Discretization error is a fundamental limitation. Even with a codebook of size 16384, discrete tokenizers achieve an FID of only 8.42, which cannot match the continuous baseline FID of 8.04. Continuous representations eliminate quantization error entirely.
The Pareto frontier is strictly dominant. Across all understanding-generation trade-off operating points, the continuous unified tokenizer achieves better performance on both axes compared to baselines. At the balanced point, it improves understanding by 0.061 and FID by 8.40 simultaneously.
Latent dimension scaling follows logarithmic gains.
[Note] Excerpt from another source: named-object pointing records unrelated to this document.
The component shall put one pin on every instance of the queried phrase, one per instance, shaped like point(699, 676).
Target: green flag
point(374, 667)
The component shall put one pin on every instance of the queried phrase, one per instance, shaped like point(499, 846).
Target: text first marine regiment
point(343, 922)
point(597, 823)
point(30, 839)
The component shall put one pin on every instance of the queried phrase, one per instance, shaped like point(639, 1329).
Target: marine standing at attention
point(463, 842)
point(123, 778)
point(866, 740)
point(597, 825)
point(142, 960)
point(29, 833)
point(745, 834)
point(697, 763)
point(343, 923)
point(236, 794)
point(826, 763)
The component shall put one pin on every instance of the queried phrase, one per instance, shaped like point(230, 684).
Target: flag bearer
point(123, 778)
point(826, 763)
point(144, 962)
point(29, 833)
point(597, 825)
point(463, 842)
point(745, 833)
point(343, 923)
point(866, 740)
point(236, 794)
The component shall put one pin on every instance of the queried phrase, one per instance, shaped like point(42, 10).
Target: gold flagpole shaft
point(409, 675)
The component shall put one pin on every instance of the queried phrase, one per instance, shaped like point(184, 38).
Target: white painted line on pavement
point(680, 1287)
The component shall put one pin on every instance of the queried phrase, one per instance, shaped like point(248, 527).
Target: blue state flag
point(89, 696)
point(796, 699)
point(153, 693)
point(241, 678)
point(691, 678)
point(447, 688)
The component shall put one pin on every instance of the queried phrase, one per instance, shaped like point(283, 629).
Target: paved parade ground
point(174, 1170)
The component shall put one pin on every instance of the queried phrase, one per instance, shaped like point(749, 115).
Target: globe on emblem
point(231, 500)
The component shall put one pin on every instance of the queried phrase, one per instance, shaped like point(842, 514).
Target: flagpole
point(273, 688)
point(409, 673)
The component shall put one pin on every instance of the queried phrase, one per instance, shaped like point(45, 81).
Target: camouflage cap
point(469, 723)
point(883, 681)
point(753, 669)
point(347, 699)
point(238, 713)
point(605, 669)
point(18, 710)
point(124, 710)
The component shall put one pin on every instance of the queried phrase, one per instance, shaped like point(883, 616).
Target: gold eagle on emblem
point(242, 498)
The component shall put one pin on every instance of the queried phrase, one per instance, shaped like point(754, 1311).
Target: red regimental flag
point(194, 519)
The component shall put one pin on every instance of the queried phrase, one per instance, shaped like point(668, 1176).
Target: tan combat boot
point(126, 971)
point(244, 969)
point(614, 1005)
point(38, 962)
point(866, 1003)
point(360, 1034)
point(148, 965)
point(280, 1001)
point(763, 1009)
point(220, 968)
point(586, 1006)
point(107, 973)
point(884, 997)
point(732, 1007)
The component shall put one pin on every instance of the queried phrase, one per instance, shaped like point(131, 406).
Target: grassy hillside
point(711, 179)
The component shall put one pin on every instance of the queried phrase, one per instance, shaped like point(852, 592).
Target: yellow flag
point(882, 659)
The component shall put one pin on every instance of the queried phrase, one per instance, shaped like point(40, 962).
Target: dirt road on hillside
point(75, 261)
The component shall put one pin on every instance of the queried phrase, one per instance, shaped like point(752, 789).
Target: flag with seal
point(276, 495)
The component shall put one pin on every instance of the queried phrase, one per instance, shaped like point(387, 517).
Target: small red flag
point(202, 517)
Increasing the latent dimension from 16 to 1024 improves PSNR from 31.00 to 33.23 dB and FID from 12.48 to 8.72, with diminishing returns at higher dimensions.
Token count scaling reveals an efficiency challenge. At 576 tokens, accuracy reaches 0.925 with FID 11.74, but throughput drops to 0.308. At 1024 tokens, FID improves to 8.64 but throughput falls to 0.200, highlighting the quality-efficiency trade-off.